This year I’m not going on holiday. Sure I’m having some time off, but I’m not going away because to be frank, I’m useless at every single aspect of holidays. Getting the timing right for one thing, I tend to exist in a permanent work bubble, fighting off deadlines and targets with my bare fists like some kind of cross between Bruce Lee and David Brent … in my mind at least anyway.
Then, when there's an eventual lull, I think, "Wow, I really need a holiday", and then my mother wades into the argument insisting I go on one, but by then it's too late. What's more, I'm currently and hopelessly single. Just how the heck, as an unattached 34 year old male singleton, are you meant to go on holiday anyway ?? I know exactly what it is that couples do on holiday: they argue. But I'm single, so who on earth am I supposed to steadily fall out of love with ?? I can't slowly poison my relationship with myself … can I ??
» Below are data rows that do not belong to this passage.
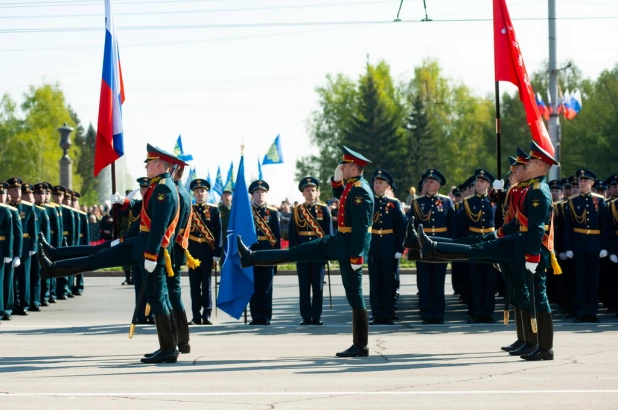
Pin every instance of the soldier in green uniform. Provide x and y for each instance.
(29, 222)
(151, 248)
(349, 245)
(525, 243)
(6, 241)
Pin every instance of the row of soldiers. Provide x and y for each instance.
(27, 211)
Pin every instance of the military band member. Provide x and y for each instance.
(435, 211)
(268, 232)
(586, 242)
(29, 222)
(478, 219)
(388, 231)
(6, 243)
(205, 242)
(349, 245)
(309, 221)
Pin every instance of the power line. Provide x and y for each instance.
(241, 9)
(284, 24)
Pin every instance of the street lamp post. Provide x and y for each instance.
(66, 165)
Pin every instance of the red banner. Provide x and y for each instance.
(509, 66)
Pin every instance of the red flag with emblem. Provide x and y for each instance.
(509, 66)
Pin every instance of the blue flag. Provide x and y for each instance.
(179, 152)
(260, 169)
(274, 154)
(229, 183)
(236, 286)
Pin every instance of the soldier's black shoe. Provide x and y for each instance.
(513, 346)
(539, 354)
(525, 349)
(411, 240)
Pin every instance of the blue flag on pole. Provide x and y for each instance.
(260, 169)
(236, 286)
(229, 183)
(274, 155)
(179, 152)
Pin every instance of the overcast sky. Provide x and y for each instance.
(255, 79)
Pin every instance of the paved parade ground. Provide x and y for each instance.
(77, 354)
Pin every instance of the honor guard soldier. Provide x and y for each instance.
(349, 245)
(586, 242)
(268, 234)
(205, 246)
(29, 243)
(6, 243)
(387, 235)
(478, 217)
(309, 221)
(437, 213)
(39, 194)
(152, 248)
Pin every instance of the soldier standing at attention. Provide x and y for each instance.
(310, 220)
(204, 245)
(29, 222)
(268, 234)
(585, 227)
(349, 245)
(437, 213)
(388, 232)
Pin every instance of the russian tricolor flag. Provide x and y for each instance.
(109, 146)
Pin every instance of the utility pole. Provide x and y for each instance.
(554, 120)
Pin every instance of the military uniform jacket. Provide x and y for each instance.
(55, 224)
(308, 222)
(533, 218)
(205, 231)
(388, 229)
(6, 232)
(477, 214)
(28, 223)
(159, 217)
(267, 228)
(355, 216)
(437, 215)
(585, 223)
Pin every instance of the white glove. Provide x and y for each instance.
(149, 265)
(338, 173)
(135, 191)
(499, 184)
(531, 266)
(116, 198)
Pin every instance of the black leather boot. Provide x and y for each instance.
(260, 258)
(545, 350)
(167, 352)
(520, 333)
(360, 335)
(529, 337)
(61, 269)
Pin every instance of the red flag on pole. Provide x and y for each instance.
(509, 66)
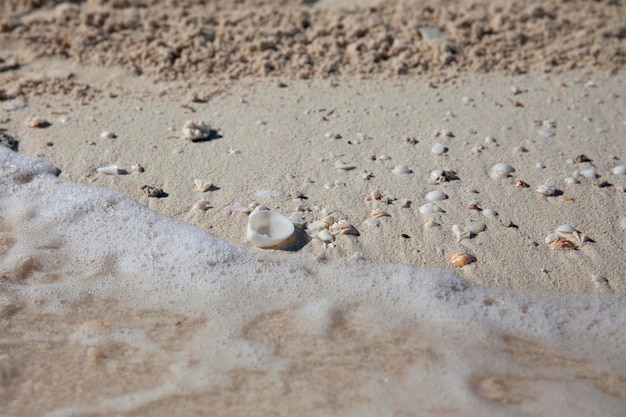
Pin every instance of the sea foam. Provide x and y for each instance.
(281, 333)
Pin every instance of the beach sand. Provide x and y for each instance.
(313, 107)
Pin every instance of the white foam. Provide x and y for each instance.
(403, 339)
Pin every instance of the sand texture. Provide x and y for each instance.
(355, 110)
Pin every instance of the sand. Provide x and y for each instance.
(289, 89)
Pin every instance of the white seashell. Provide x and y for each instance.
(110, 170)
(566, 229)
(439, 148)
(201, 205)
(589, 173)
(430, 208)
(501, 170)
(325, 236)
(107, 135)
(267, 228)
(548, 189)
(551, 237)
(460, 233)
(194, 130)
(317, 226)
(401, 170)
(476, 228)
(436, 195)
(269, 193)
(619, 170)
(339, 164)
(202, 185)
(297, 219)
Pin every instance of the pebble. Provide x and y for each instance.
(439, 149)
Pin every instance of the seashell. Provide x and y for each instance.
(439, 149)
(339, 164)
(619, 170)
(202, 185)
(436, 195)
(201, 205)
(501, 170)
(562, 244)
(325, 236)
(297, 219)
(110, 170)
(551, 237)
(316, 226)
(401, 170)
(238, 208)
(267, 228)
(105, 134)
(489, 212)
(195, 130)
(567, 229)
(520, 184)
(430, 208)
(342, 227)
(548, 189)
(476, 228)
(37, 122)
(589, 173)
(460, 233)
(379, 214)
(461, 259)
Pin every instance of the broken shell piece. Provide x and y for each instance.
(195, 130)
(548, 189)
(430, 208)
(562, 244)
(476, 228)
(460, 233)
(37, 122)
(297, 219)
(462, 259)
(202, 185)
(267, 228)
(339, 164)
(378, 214)
(436, 195)
(501, 170)
(110, 170)
(402, 170)
(201, 205)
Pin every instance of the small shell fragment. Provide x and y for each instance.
(619, 170)
(461, 259)
(562, 244)
(548, 189)
(379, 214)
(402, 170)
(195, 130)
(202, 185)
(439, 149)
(501, 170)
(430, 208)
(436, 195)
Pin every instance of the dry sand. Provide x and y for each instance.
(292, 87)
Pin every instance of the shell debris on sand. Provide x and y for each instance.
(195, 130)
(461, 259)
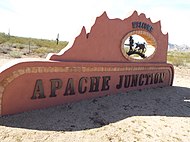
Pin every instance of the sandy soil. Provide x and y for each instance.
(160, 115)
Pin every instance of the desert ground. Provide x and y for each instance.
(152, 115)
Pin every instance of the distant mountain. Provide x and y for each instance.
(175, 47)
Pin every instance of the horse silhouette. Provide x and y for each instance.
(140, 47)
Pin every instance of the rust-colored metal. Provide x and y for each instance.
(95, 65)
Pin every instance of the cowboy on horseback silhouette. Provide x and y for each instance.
(141, 47)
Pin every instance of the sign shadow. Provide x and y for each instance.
(94, 113)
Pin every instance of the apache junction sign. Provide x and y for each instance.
(103, 62)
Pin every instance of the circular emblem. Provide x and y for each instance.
(138, 45)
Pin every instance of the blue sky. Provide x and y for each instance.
(46, 18)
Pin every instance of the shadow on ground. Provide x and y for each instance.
(89, 114)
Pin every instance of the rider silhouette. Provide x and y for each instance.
(131, 43)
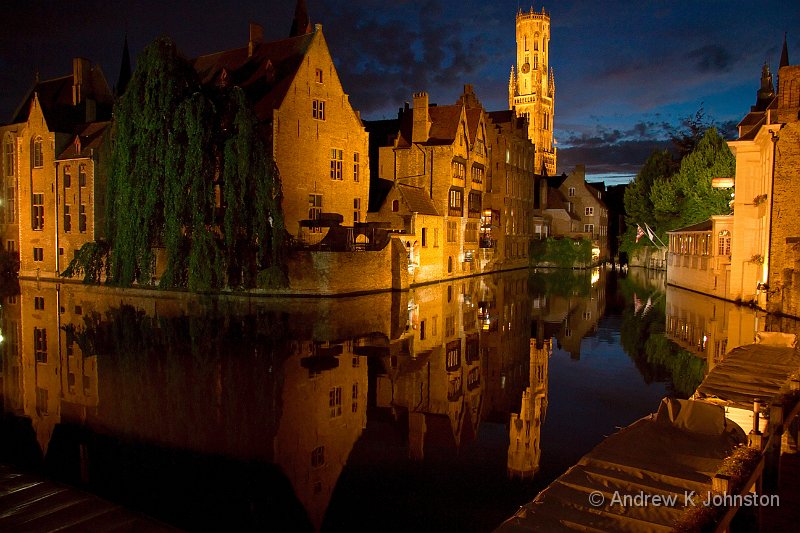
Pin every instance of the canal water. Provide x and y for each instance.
(442, 408)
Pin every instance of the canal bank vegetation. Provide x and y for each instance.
(644, 340)
(189, 174)
(561, 252)
(673, 188)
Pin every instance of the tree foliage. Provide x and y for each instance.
(667, 196)
(176, 149)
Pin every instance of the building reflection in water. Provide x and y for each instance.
(709, 327)
(219, 377)
(525, 428)
(216, 398)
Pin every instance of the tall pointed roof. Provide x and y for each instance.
(265, 75)
(301, 24)
(124, 70)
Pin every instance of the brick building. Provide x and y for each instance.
(531, 90)
(438, 152)
(587, 213)
(510, 188)
(765, 241)
(50, 152)
(316, 137)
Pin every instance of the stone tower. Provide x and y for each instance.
(531, 90)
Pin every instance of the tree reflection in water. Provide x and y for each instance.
(388, 410)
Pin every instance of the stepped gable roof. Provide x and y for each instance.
(55, 98)
(417, 199)
(557, 200)
(700, 226)
(265, 76)
(499, 117)
(473, 119)
(444, 123)
(378, 191)
(90, 137)
(383, 132)
(556, 181)
(594, 191)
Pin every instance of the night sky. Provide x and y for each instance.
(625, 72)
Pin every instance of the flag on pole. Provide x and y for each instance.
(650, 234)
(648, 305)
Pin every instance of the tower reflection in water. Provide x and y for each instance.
(234, 411)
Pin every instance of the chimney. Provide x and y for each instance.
(422, 123)
(91, 110)
(256, 38)
(80, 76)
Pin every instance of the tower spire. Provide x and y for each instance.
(301, 24)
(784, 54)
(124, 70)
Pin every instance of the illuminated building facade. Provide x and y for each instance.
(531, 89)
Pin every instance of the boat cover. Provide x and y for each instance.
(748, 372)
(669, 454)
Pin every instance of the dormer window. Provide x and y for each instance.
(37, 157)
(8, 156)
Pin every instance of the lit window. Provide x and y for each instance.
(8, 158)
(40, 344)
(335, 402)
(336, 163)
(37, 212)
(36, 155)
(11, 214)
(41, 400)
(82, 218)
(456, 204)
(477, 174)
(459, 170)
(318, 109)
(314, 209)
(318, 457)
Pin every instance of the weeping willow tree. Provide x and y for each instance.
(141, 131)
(176, 147)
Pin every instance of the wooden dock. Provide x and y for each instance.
(30, 503)
(785, 517)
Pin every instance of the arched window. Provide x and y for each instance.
(724, 245)
(8, 155)
(37, 158)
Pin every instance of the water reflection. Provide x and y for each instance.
(709, 327)
(254, 413)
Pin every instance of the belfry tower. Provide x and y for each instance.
(531, 90)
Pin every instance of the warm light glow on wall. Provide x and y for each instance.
(722, 183)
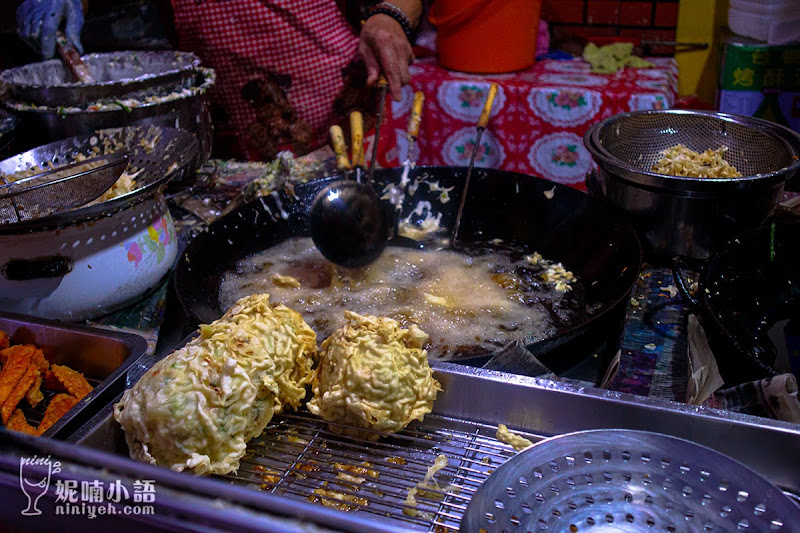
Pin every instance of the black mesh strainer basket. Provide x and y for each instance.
(627, 481)
(757, 148)
(690, 216)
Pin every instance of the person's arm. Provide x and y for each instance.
(38, 21)
(385, 46)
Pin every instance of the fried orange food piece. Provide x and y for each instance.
(35, 395)
(51, 382)
(58, 407)
(20, 390)
(7, 352)
(72, 381)
(17, 422)
(40, 361)
(17, 363)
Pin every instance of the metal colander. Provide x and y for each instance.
(755, 146)
(154, 155)
(62, 188)
(626, 481)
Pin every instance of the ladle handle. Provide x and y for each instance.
(357, 138)
(339, 148)
(416, 115)
(487, 107)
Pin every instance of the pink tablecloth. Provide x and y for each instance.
(538, 120)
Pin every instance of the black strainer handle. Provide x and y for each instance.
(679, 267)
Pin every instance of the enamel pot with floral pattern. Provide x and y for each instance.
(82, 270)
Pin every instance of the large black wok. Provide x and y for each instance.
(747, 287)
(571, 227)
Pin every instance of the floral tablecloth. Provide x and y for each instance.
(538, 119)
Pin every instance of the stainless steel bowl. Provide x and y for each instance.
(118, 75)
(690, 216)
(190, 111)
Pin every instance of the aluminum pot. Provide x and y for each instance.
(97, 258)
(190, 111)
(683, 216)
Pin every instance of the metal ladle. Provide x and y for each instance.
(348, 223)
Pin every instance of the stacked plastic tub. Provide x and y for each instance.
(770, 21)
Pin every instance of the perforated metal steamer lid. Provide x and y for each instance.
(627, 481)
(154, 155)
(635, 140)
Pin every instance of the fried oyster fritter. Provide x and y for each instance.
(197, 408)
(373, 375)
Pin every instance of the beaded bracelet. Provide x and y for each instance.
(391, 10)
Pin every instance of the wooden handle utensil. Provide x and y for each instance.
(357, 138)
(339, 148)
(416, 115)
(487, 106)
(69, 54)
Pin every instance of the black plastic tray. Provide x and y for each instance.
(102, 355)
I know a few people who tried going on holiday alone, including one whose idea of a break was a week on the Trans-Siberian railway, where he read books and stared out of the window into a landscape of unending nothingness, until he wound up drinking vodka that was more percentage proof than jet fuel just to get it over with quicker.
He considered this a life-enriching experience.
Another friend I was walking home from work with the other week urged me to simply jet off somewhere random because it gives you an unparalleled sense of freedom; "Just stick a pin in a map and fly somewhere," was her advice, and it was such a stirring notion I was just about to fire up Google Earth and do just that when she added a small caveat. "Just don't go for more than a week, because you’ll end up talking to yourself."
It's the evenings, you see. It's fine during the day, because you can just lie on the beach, mooch around the sights or walk round museums with an iPod on, but in the evenings there's not much you can do except eat alone in restaurants or sit alone in bars. If you're a woman it's not too bad, because you may get chatted up every now and then, which can be amusing, but if you're not a woman, like me, or perpetually single, like me, then you'll have to just sit there reading a book or something. And eventually you'll get so lonely you'll start talking to yourself.
There are lots of other options, of course, adventure holidays seem like a pretty good idea as they help to both keep you fit and meet new people, although the idea actually fills me with horror. I really don't want to go trekking along a river with a bunch of strangers.
I mean, what if a really annoying jabbering, bearded bloke latches on to me on the first day and decides I'm his best mate and won't leave me alone, and I'm stuck with him in some Amazonian wilderness with the sun ferociously beating down and he's talking and talking and repeatedly breaking wind for comic effect until I eventually lose all control of my inhibitions, grab the nearest rock and lunge at him like The Incredible Hulk, roaring at the sky until the others dash over to pull me off him, but by then I've gone totally feral and start coming at them with the rock, but as I swing for the next one some self-appointed hero rugby-tackles me, but I'm still putting up a fight so in desperation they all stamp on my neck, then throw my body in the river and make a life-long pact to tell no-one the truth of what happened that day …
… what sort of a holiday is that ??
The final option is the simplest; a cheap and cheerful Bank Holiday Weekend with a group of friends or colleagues, but that requires a degree of planning and forethought which is, frankly, beyond me, so I just end up doing what I always do: arranging a lazy week off and spending it chilling out at home.
The closest I've got to visiting a far-off land is playing Test Drive Unlimited on my PlayStation, which does at least have a level set on a beach, which makes me feel approximately 0.01 % as though I'm on holiday, except rather than relaxing on a sun lounger, I'm blasting down a motorway in an Aston Martin DBR9 with the law on my tail and Soulwax’s “E-TALKING” blasting from the virtual stereo.
I am going on holiday somewhere, somehow, at some point in the near future. I just don't have a clue where, or how, or with who. Answers on a postcard to the usual address please, but preferably not on a picture postcard from somewhere glorious and sunny, that'll only enhance my crushing sense of failure.
And this is my way of unwinding ??
"Professional Idiot" simply does not do me justice sometimes.